Greenstar’s DeWitt Mall store, located at 215 Cayuga Street, is temporarily closing, according to the Ithaca Times. The popular downtown cafe and grocery co-op has been heavily impacted by a drop in sales due to social distancing efforts related to coronavirus.

Normally open every day, the location heavily relies on foot traffic, employees and customers of neighboring businesses, tourism, and sales revenue from their prepared foods section. General Manager Brandon Kane released a statement confirming that the decision is temporary. Although they do plan to reopen, the date is unknown, depending on how the pandemic  continues to unfold. 

This decision does not impact Greenstar’s other two locations on West End and in Collegetown. Greenstar is partnered with Instacart and is creating a curbside pickup service at their new location opening next month at 770 Cascadilla Street. 

Buffalo Street Books needs to raise $25,000 in order to reopen after the COVID-19 crisis ends, according to the Ithaca Voice. 

Buffalo Street Books has faced adversity in the past, but had a successful year in 2019, just prior to the pandemic. The success was attributed to an increase in sales and community involvement. State mandates to temporarily cease business operations due to COVID-19 has hurt independent book sellers. 

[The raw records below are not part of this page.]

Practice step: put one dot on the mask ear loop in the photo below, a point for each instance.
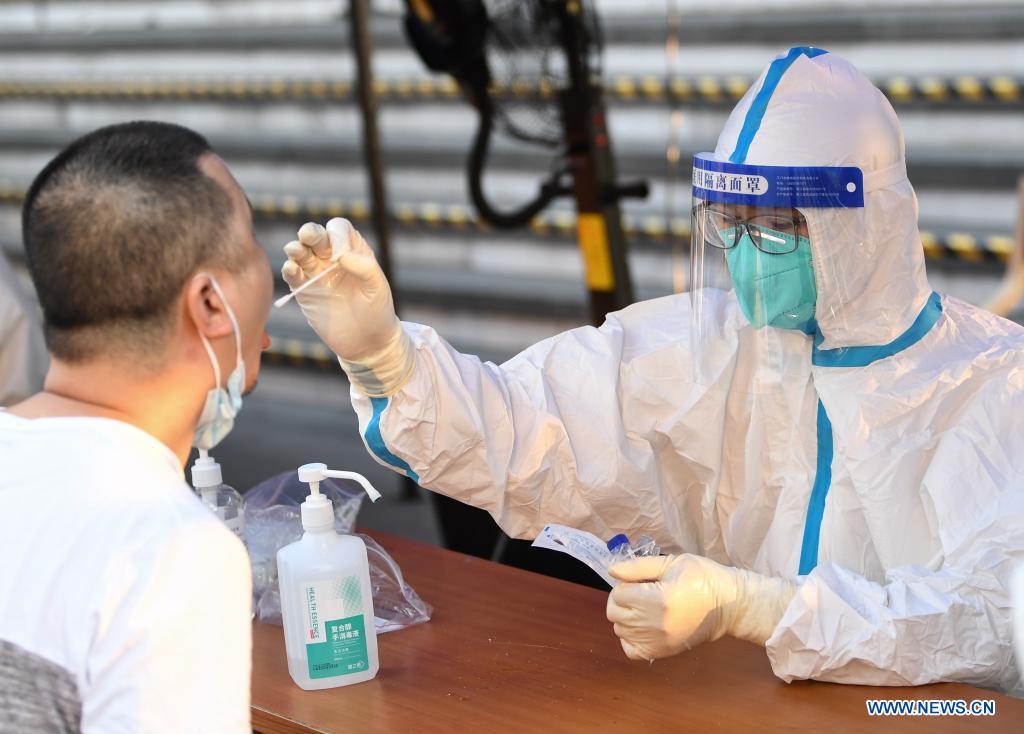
(235, 328)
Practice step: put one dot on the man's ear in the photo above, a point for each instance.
(205, 308)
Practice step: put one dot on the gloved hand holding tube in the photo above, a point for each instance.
(350, 308)
(668, 604)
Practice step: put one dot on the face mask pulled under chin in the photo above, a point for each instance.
(217, 418)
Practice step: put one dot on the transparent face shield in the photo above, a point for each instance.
(767, 265)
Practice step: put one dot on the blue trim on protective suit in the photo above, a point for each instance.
(849, 356)
(862, 356)
(376, 441)
(816, 507)
(760, 104)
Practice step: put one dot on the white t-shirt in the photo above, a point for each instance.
(112, 569)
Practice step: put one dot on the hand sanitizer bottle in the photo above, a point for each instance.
(223, 501)
(326, 599)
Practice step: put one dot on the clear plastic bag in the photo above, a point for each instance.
(272, 521)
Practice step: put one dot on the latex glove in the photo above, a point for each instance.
(351, 308)
(668, 604)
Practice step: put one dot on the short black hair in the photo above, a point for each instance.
(113, 228)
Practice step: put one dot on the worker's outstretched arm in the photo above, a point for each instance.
(542, 438)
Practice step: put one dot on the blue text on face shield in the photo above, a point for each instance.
(773, 290)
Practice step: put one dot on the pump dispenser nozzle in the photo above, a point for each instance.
(206, 472)
(317, 512)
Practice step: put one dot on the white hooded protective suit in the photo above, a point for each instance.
(880, 460)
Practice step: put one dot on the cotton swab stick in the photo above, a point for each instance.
(285, 299)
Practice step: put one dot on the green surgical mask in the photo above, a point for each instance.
(773, 290)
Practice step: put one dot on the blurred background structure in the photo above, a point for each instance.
(271, 85)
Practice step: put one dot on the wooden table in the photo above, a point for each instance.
(512, 651)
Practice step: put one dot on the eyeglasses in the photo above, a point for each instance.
(771, 233)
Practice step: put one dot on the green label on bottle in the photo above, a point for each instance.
(337, 636)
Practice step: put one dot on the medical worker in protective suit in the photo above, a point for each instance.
(833, 451)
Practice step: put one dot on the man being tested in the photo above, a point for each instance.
(833, 449)
(125, 605)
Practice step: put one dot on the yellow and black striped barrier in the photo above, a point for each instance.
(963, 90)
(300, 352)
(560, 224)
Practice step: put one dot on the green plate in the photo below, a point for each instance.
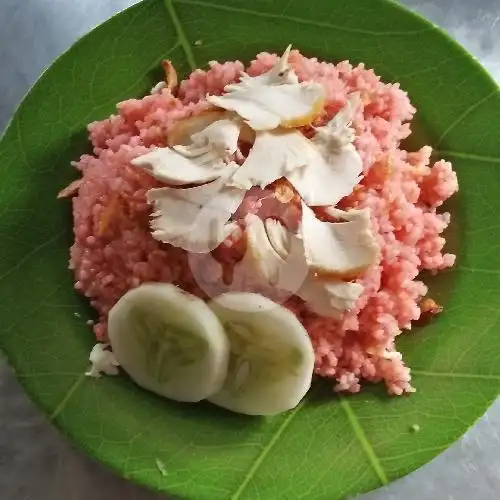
(330, 447)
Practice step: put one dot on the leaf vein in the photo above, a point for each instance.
(466, 113)
(186, 46)
(472, 376)
(363, 440)
(298, 20)
(64, 401)
(263, 454)
(467, 156)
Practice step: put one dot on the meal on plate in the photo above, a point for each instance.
(247, 229)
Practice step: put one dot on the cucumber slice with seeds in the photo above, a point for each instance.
(169, 342)
(271, 360)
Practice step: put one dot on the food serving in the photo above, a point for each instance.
(248, 228)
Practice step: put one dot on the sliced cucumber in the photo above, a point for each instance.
(169, 342)
(272, 359)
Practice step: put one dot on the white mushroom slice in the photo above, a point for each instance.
(158, 87)
(169, 342)
(330, 298)
(281, 73)
(266, 107)
(274, 155)
(182, 130)
(103, 361)
(201, 161)
(171, 167)
(194, 218)
(274, 98)
(220, 137)
(336, 167)
(277, 257)
(274, 254)
(325, 181)
(340, 250)
(271, 357)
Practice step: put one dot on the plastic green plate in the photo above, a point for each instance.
(330, 447)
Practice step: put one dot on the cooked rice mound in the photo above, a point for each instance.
(114, 250)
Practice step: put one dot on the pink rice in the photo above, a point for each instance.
(115, 252)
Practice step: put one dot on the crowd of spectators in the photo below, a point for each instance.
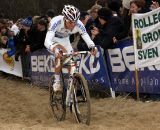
(107, 22)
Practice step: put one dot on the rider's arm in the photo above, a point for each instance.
(85, 35)
(49, 40)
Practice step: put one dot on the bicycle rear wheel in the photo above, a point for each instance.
(81, 99)
(57, 100)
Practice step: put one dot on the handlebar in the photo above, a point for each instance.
(76, 53)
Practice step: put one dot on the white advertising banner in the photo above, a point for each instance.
(9, 65)
(146, 37)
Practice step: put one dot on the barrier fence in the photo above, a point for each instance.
(115, 69)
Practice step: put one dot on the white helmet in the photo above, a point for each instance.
(71, 13)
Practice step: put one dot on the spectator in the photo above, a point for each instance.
(102, 3)
(50, 14)
(93, 12)
(7, 56)
(110, 27)
(115, 6)
(22, 44)
(17, 26)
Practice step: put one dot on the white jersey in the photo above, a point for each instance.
(57, 33)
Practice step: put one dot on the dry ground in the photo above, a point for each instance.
(24, 107)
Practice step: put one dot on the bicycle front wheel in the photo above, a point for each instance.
(81, 99)
(57, 100)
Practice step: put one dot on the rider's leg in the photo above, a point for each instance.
(58, 67)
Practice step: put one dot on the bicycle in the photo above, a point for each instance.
(75, 94)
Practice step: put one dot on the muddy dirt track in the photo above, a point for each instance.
(26, 107)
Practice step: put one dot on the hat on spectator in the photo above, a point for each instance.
(27, 21)
(94, 8)
(105, 14)
(114, 5)
(126, 3)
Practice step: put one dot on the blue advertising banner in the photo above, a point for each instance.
(120, 61)
(93, 69)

The independent book store has started a GoFundMe campaign to help raise the funds. The money will be used to pay for rent, payroll, bills from publishers, and outstanding loans.

Currently, Buffalo Street Books website provides e-books and audiobooks on new titles. Additionally, they hope to soon launch a new website that will enable them to sell books online. 

US Senator Kirsten Gillibrand has announced legislation aimed to provide loan relief to farmers amid the COVID-19 pandemic. The Relief for America’s Small Farmers Act would give leeway to loan borrowers from the USDA’s Farm Services Agency, and would provide up to $250,000 in relief.

Of the multi-trillion dollar CARES Act signed into law last month, 9.5 billion dollars in emergency funding for the agricultural sector was accounted for. Gillibrand says the roll-out of relief has been slow, and Senator Chuck Chuck Schumer has penned a letter to USDA Secretary urging the federal government to immediately release money to the farmers.

According to the Times-Union, 39,000 farmers across the nation would be eligible under the new law. If passed, the Relief for America’s Small Farmers Act would allow for a one-year window that farmers can apply for loan forgiveness.